Tank bent low and ran toward the new building. He was out in the open, and as such, he was a sitting duck for an accomplished sniper. He tensed his body as he ran, and visually scanned the area around him, looking for the most likely position for a shot to come from, but none came. Tank reached the corner of the new building, and another scream rang out. This time there was no doubt that it had come from inside the newer block, and despite the deafening noise of the pigs, he knew that it was a young girl that had screamed.

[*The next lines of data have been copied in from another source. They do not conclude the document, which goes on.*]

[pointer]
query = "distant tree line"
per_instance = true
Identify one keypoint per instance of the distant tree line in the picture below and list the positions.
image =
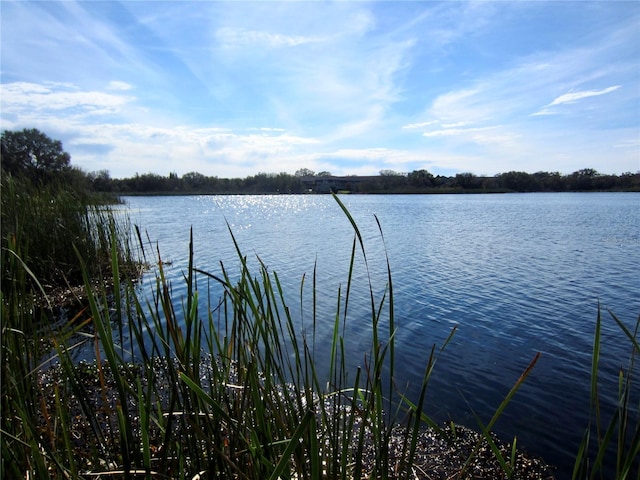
(417, 181)
(31, 154)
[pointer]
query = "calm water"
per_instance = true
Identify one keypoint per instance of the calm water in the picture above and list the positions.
(518, 274)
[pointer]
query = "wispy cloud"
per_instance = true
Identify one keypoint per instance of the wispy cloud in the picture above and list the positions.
(239, 37)
(231, 88)
(575, 96)
(22, 97)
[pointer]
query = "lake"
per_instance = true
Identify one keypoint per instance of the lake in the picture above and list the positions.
(516, 273)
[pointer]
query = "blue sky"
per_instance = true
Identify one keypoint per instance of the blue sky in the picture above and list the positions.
(233, 89)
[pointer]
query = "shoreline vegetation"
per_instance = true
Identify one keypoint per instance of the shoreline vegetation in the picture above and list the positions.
(305, 181)
(201, 387)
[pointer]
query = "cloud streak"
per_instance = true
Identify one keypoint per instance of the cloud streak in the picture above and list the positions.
(231, 88)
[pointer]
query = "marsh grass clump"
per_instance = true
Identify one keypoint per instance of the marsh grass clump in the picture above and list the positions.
(46, 226)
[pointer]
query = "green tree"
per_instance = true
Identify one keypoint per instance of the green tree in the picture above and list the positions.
(33, 153)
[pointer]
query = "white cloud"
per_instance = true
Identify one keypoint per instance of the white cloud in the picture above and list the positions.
(575, 96)
(24, 98)
(420, 124)
(240, 37)
(118, 85)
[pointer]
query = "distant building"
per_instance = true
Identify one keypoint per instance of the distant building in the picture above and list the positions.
(328, 184)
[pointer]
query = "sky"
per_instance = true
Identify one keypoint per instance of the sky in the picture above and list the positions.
(232, 89)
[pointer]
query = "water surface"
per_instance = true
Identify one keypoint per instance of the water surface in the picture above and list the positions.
(518, 274)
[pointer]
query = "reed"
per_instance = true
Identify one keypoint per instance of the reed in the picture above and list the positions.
(45, 225)
(204, 387)
(615, 434)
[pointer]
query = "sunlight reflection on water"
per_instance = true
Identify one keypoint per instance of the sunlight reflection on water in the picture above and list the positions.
(517, 273)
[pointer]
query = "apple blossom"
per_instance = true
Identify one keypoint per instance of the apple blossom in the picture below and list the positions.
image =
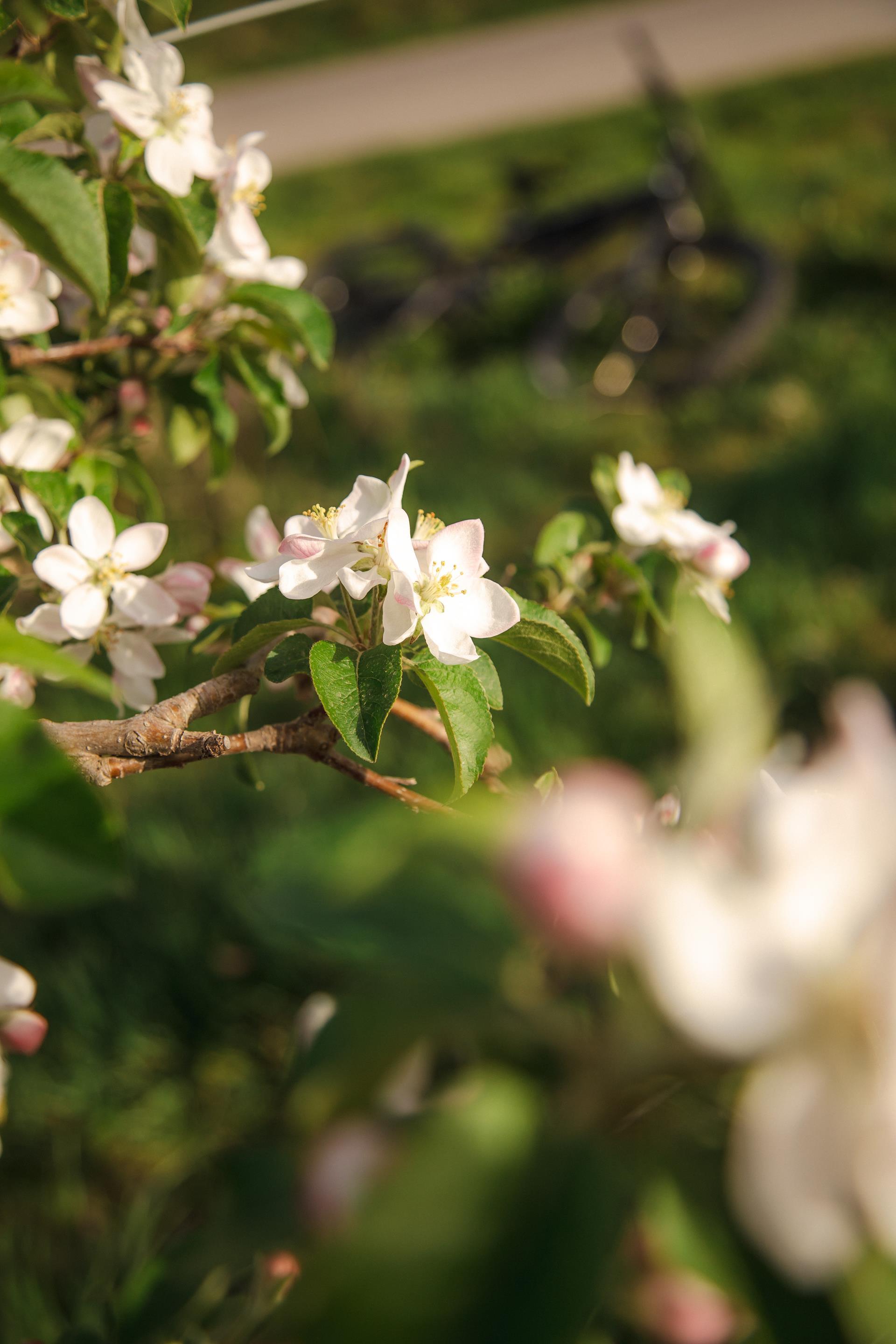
(33, 445)
(98, 566)
(574, 861)
(780, 940)
(174, 119)
(25, 306)
(237, 245)
(441, 589)
(344, 545)
(16, 686)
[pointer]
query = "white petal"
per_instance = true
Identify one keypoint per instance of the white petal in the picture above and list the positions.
(170, 164)
(791, 1170)
(16, 987)
(92, 529)
(447, 642)
(43, 623)
(84, 610)
(399, 610)
(144, 601)
(139, 546)
(62, 567)
(484, 610)
(136, 691)
(133, 655)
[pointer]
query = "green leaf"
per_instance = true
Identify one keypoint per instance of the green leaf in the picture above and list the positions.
(53, 211)
(121, 217)
(8, 585)
(487, 675)
(560, 537)
(21, 81)
(289, 659)
(299, 312)
(464, 709)
(48, 660)
(545, 637)
(269, 616)
(25, 529)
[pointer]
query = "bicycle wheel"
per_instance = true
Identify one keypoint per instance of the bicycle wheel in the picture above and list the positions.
(688, 315)
(370, 283)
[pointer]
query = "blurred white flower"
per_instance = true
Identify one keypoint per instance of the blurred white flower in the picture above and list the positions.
(327, 546)
(33, 445)
(98, 566)
(174, 119)
(653, 517)
(778, 938)
(238, 245)
(574, 862)
(442, 589)
(16, 686)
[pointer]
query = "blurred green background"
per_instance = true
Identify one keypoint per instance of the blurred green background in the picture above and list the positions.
(155, 1146)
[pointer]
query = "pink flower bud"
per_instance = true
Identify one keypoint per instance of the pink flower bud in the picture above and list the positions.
(132, 396)
(574, 862)
(22, 1031)
(679, 1308)
(722, 560)
(190, 584)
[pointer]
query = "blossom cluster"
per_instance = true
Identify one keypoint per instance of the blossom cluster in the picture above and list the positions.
(768, 937)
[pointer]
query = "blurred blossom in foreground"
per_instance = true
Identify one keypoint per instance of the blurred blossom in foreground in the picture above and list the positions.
(778, 938)
(574, 862)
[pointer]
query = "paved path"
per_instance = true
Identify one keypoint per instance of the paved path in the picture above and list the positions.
(535, 70)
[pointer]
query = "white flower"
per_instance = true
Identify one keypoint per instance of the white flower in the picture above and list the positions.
(652, 517)
(33, 445)
(238, 245)
(442, 589)
(155, 105)
(98, 566)
(25, 307)
(128, 645)
(262, 543)
(16, 686)
(323, 546)
(781, 943)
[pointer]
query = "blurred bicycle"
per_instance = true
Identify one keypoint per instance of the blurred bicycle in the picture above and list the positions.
(656, 284)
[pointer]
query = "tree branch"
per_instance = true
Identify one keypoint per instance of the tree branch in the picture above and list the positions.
(160, 740)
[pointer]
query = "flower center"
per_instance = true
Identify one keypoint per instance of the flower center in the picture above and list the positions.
(437, 587)
(327, 519)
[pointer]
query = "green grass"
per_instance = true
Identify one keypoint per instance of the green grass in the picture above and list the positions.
(152, 1143)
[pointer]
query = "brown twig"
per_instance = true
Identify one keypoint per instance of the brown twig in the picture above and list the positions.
(160, 740)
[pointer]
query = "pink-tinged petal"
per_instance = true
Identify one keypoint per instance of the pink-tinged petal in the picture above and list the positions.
(26, 315)
(18, 271)
(459, 550)
(43, 623)
(92, 529)
(133, 655)
(139, 693)
(16, 987)
(23, 1033)
(144, 601)
(62, 567)
(170, 166)
(484, 610)
(139, 546)
(301, 547)
(262, 537)
(447, 642)
(265, 573)
(84, 610)
(399, 546)
(399, 610)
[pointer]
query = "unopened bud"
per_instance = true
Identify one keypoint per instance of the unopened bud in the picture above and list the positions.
(574, 862)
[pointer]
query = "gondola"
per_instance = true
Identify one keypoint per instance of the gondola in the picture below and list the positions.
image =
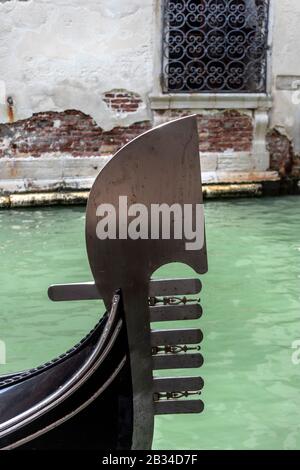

The building was two storeys high, square, and had a flat roof. It was built from grey, prefabricated concrete slabs, and although there were several windows, they had all been blanked out from the inside. Tank let his breathing calm down and he wiped perspiration from his brow with his sleeve. His heart was racing and he knew that he had to rescue the young g
irl from her torture, but he couldn’t throw caution to the wind or he would wind up dead, and so would she. He checked the surrounding area, and it was clear. Tank bolted for the door with his weapon pointed skyward, at the ready. He reached for the handle and twisted it, but it wouldn’t budge, it was locked from the inside. Another scream from inside rocked him, and he ran to a ground floor window to his left. There was a large rusty oil drum beneath the windowsill, he rocked it to test if it was full or not. The oil drum was about a quarter full of diesel engine oil. Tank holstered his Glock, tipped the oil drum, and slipped his fingers beneath it. He breathed deeply as a weight lifter would in the Olympics, and then he heaved the metal barrel up above his head, pausing for only a second before he launched it at the glass. The window imploded completely, shattered glass was catapulted into the air, and the wooden panel that had blanked out the window splintered into pieces with a load crack.
Tank ran and used both hands to vault the window ledge; he cleared a narrow table before landing on a hard bare concrete floor. The brick walls were painted white, and were completely bare. Three long laboratory workbenches, cluttered with chemistry equipment, separated the room. There was a sudden movement to his left, Tank pulled out the Glock from its holster, and spun around to face it. A man dressed in a white laboratory technician’s coat, wearing a protective face mask stood frozen to the spot. He instinctively raised his hands above his head as Tank levelled the weapon at him. The crashing sound of braking glass had alerted everyone in the building, and raised voices were coming from the first floor. Tank waved the Glock at the technician and he moved to the left away from the door. A quick look around told him that he had smashed his way into a crystal meth lab, and he realised that a stray bullet in this room could cause an explosion big enough to blow the roof off the building.